Baltimore police in the days leading up to the riot “begged people to come assist, and they did not,” former Police Commissioner Anthony Batts testified in his deposition. Other former city officials also remembered asking for help and being spurned, according to the lawsuit filing.
Hogan has painted the city as downplaying the prospect of a riot and spurning state help. Hogan said Mayor Stephanie Rawlings-Blake told him she didn’t think anything was going to happen, and that city police told state police: “We don’t have any issues.”
“The unmistakable message, delivered to me directly and through the media, was that the city had everything under control,” Hogan wrote in his political biography, published in 2020.
The state enacted the Riot Act in 1835 after a violent disturbance over a bank failure claimed at least five lives.
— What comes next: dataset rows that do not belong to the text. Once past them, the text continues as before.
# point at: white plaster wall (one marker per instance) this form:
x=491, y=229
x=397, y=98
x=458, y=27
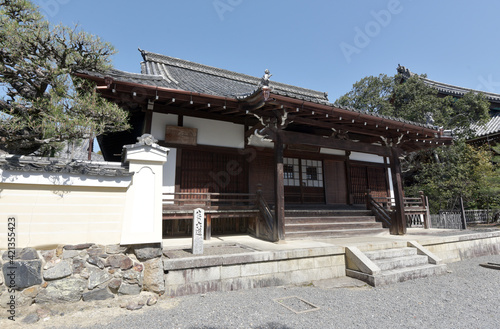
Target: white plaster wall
x=57, y=214
x=258, y=142
x=357, y=156
x=159, y=122
x=217, y=133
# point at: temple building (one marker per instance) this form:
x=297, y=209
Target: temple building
x=236, y=139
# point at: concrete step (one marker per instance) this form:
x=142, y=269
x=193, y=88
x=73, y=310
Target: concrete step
x=334, y=233
x=398, y=275
x=322, y=213
x=388, y=264
x=298, y=227
x=329, y=219
x=390, y=253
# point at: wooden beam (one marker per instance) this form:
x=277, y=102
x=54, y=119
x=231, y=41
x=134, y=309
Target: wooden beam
x=398, y=226
x=290, y=137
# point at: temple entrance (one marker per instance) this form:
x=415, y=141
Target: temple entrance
x=303, y=180
x=365, y=178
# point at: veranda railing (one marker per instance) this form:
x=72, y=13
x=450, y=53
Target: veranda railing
x=416, y=210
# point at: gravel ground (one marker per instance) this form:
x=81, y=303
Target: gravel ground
x=467, y=297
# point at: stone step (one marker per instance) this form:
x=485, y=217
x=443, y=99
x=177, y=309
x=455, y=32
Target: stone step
x=401, y=262
x=329, y=219
x=398, y=275
x=334, y=233
x=299, y=227
x=390, y=253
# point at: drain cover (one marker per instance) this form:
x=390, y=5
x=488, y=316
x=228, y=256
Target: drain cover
x=296, y=304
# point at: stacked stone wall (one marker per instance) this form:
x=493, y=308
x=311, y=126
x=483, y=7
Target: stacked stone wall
x=85, y=272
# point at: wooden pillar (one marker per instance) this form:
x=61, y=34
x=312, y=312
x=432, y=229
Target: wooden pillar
x=148, y=122
x=398, y=226
x=279, y=188
x=348, y=177
x=208, y=226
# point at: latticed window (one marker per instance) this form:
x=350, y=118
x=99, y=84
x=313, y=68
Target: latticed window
x=291, y=172
x=288, y=171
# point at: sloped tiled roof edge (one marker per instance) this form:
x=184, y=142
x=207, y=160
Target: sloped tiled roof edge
x=138, y=78
x=57, y=165
x=447, y=88
x=278, y=87
x=491, y=127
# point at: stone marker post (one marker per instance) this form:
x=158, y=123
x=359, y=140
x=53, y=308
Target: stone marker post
x=198, y=223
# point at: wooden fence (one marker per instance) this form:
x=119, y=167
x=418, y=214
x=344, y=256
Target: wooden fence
x=452, y=219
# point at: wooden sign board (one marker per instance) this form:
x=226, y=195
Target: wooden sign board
x=181, y=135
x=303, y=148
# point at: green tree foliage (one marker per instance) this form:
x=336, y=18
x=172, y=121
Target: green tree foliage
x=447, y=173
x=43, y=102
x=413, y=100
x=460, y=170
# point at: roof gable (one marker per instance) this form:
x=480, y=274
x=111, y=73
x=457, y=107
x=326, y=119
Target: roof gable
x=190, y=76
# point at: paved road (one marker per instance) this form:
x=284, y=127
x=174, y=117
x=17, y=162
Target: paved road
x=467, y=297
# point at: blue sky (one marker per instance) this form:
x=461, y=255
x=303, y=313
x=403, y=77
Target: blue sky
x=318, y=44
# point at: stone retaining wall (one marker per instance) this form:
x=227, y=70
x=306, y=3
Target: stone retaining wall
x=74, y=272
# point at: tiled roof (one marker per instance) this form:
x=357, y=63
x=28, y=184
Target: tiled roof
x=447, y=88
x=492, y=127
x=177, y=73
x=56, y=165
x=169, y=72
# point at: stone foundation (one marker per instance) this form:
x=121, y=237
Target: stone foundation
x=456, y=248
x=252, y=270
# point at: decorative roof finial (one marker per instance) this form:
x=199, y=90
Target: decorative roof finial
x=265, y=79
x=429, y=119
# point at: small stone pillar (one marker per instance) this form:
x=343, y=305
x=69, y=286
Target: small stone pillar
x=144, y=208
x=198, y=221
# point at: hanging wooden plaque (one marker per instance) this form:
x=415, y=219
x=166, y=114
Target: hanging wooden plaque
x=181, y=135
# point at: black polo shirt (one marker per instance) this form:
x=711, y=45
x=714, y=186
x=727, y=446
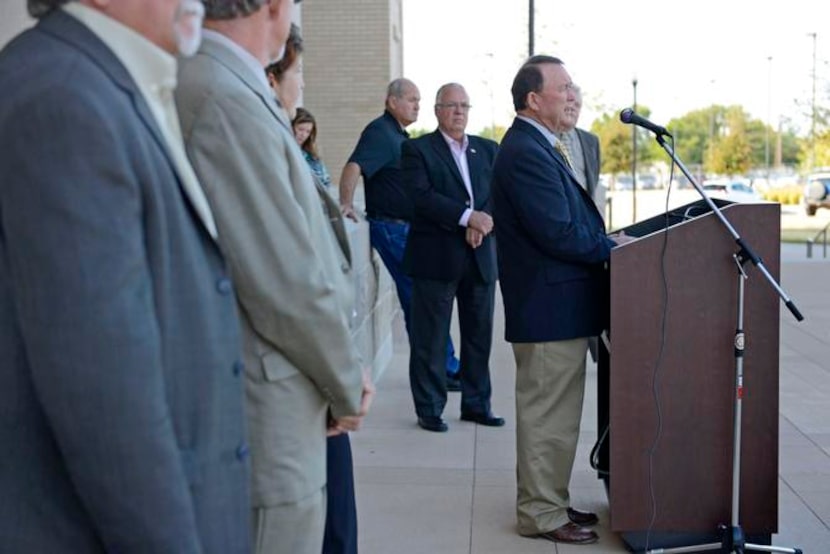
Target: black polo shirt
x=378, y=153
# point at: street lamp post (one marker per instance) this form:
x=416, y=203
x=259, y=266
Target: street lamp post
x=813, y=118
x=531, y=18
x=634, y=158
x=767, y=126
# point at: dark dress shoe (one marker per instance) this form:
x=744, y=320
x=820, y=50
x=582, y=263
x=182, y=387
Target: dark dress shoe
x=453, y=383
x=432, y=423
x=584, y=519
x=570, y=533
x=487, y=419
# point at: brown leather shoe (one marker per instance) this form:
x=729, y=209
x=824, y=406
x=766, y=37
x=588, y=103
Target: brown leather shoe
x=585, y=519
x=570, y=533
The law allows anyone whose property is “taken away, injured or destroyed by any riotous or tumultuous assemblage of people” to sue to recover damages from the “jurisdiction such riot or tumult occurred.”
Gallagher scolded the city for trying a third time to have the claims limited under the Local Government Tort Claims Act, which provides that a local government cannot be liable for more than $200,000 per individual claim or $500,000 for claims stemming from a single incident.
“The City waited nearly two and a half years from the Court’s denial of its motion for reconsideration ... The City offers no justification for that delay, and, accordingly, the Court finds it to be unreasonable,” she wrote.
U.S. District Judge George L. Russell III previously ruled that the statute says plaintiffs in a Riot Act lawsuit can recover damages without exception.
The last use of the Riot Act came after 1968 when businesses sued over the civil unrest following the assassination of the Rev. Martin Luther King Jr.